Une demande de puces qui bouleverse l’électronique grand public
Samsung souligne que l’essor de l’IA exerce une pression croissante sur l’ensemble du marché des composants, au point de provoquer des tensions d’approvisionnement dans l’électronique grand public. Une pénurie de puces menace déjà d’augmenter les prix des smartphones, ordinateurs portables et autres appareils, une tendance qui pourrait se prolonger.
Le groupe anticipe d’ailleurs une poursuite de cette dynamique en 2026 : la demande liée aux serveurs et aux applications d’IA devrait continuer de grimper, renforçant les perspectives de croissance «structurelle» du secteur.
Samsung indique également avoir investi 33,2 milliards de dollars dans ses capacités de production de semi-conducteurs, et prévoit de poursuivre ces dépenses pour moderniser ses usines.
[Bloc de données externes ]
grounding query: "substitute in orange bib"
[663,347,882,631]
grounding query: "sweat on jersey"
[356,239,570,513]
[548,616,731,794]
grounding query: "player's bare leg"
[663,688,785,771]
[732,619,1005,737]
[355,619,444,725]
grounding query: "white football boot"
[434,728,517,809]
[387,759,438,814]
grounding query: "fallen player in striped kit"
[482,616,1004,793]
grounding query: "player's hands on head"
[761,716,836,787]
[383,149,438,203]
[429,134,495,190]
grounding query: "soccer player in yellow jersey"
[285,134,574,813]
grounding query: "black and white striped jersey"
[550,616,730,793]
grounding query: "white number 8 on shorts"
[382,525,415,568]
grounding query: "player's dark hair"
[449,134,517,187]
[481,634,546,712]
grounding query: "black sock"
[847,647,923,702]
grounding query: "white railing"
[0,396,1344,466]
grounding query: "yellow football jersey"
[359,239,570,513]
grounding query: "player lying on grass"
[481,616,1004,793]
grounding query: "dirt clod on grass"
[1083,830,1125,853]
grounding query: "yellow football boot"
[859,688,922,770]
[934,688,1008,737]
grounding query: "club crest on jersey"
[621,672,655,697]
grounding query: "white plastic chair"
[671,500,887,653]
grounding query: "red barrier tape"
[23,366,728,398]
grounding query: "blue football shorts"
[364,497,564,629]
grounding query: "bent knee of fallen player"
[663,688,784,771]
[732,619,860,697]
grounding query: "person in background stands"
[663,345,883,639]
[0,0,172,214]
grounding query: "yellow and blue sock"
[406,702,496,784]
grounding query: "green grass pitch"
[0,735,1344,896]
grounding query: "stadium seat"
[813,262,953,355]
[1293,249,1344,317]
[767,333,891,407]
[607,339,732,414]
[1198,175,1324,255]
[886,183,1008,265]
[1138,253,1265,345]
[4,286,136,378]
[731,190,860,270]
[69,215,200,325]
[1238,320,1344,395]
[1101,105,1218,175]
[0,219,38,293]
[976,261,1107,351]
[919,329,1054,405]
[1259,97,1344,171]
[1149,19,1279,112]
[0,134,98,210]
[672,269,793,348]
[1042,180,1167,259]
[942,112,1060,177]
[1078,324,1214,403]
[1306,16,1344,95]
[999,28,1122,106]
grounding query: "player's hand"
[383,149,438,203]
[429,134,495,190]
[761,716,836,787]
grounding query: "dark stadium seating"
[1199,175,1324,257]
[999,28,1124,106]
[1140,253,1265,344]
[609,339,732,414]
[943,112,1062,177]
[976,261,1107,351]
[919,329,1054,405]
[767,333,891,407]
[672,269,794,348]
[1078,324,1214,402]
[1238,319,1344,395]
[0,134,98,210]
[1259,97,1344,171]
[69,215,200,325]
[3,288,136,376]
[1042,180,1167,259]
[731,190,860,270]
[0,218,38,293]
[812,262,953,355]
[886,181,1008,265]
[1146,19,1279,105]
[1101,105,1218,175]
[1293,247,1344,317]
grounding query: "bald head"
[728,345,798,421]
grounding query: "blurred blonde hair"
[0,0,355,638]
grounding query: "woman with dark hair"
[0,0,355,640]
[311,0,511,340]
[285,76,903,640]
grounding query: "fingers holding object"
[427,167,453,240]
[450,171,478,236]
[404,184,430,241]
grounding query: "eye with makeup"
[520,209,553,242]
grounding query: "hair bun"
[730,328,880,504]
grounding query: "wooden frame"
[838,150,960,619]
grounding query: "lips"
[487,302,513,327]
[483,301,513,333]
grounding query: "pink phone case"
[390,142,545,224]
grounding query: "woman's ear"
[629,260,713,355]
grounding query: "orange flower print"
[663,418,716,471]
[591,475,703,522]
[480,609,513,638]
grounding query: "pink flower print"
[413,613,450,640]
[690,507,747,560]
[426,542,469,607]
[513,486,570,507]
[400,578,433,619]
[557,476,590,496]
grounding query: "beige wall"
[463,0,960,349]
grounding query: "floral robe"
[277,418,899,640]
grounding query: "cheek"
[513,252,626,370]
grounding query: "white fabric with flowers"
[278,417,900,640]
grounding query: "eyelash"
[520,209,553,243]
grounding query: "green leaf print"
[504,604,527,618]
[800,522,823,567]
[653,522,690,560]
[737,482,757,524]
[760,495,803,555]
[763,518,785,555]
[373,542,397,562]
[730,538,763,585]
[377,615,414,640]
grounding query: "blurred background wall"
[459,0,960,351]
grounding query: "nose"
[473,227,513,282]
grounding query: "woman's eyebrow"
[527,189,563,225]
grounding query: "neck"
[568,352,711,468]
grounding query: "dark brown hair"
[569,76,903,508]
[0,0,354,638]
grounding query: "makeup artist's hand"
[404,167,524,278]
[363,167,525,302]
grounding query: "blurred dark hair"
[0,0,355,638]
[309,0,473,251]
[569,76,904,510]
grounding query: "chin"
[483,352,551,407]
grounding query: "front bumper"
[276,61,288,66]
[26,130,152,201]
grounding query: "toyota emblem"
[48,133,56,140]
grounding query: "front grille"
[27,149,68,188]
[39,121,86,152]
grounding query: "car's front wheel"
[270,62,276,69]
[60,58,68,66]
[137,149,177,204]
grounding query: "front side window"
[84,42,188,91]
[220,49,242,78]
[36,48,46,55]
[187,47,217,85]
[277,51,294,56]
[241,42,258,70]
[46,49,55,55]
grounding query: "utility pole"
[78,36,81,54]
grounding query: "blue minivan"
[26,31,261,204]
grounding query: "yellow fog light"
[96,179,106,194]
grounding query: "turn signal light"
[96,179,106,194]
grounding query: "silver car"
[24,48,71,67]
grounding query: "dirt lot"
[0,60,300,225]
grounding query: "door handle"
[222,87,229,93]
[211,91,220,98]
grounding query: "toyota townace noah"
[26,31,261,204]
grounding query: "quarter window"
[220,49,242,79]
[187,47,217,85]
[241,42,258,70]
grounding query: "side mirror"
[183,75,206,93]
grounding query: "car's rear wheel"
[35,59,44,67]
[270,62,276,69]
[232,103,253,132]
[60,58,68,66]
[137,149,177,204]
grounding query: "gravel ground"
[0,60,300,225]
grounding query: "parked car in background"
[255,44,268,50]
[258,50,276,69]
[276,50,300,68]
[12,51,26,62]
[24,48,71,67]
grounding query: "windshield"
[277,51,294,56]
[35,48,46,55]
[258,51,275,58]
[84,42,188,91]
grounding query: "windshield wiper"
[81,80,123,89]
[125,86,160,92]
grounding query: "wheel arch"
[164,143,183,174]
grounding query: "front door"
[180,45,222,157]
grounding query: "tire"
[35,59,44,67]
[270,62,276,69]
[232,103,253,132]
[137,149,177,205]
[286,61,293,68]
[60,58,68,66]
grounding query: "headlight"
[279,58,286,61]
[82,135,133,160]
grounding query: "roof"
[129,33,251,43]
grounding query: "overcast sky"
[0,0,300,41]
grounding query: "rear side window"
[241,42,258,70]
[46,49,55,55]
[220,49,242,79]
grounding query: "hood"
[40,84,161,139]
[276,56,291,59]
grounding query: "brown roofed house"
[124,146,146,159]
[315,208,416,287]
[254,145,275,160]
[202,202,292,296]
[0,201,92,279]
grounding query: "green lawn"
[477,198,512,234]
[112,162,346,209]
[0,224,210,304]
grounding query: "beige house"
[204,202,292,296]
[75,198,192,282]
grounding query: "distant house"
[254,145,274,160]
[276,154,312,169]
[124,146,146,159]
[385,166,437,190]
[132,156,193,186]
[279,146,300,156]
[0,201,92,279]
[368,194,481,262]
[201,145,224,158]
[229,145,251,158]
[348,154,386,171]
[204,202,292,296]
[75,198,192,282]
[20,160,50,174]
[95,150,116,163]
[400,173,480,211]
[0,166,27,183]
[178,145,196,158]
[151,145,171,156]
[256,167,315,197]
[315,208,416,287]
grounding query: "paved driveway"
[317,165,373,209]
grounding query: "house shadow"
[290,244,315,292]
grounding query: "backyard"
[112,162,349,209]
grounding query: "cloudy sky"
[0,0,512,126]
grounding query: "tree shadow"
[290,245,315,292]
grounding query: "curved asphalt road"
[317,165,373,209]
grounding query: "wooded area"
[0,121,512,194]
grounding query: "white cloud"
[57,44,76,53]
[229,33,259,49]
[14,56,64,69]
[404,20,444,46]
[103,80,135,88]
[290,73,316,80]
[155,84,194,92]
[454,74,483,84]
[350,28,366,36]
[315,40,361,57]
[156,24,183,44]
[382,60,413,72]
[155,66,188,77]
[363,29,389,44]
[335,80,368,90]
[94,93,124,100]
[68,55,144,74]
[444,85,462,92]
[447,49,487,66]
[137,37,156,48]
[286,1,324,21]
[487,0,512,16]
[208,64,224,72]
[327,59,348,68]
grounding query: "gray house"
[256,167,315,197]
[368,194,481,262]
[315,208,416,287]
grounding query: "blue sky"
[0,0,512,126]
Au quatrième trimestre 2025, l’entreprise a enregistré un résultat opérationnel record de 14 milliards de dollars, soit trois fois plus qu’un an plus tôt, tandis que les ventes de semi-conducteurs ont bondi de 33% sur la période.
Dans ce contexte, la compétition s’intensifie avec SK hynix, autre champion sud-coréen des puces mémoire, lui aussi porté par la vague IA et engagé dans la course à la nouvelle génération de composants, dont les puces HBM4 destinées aux centres de données.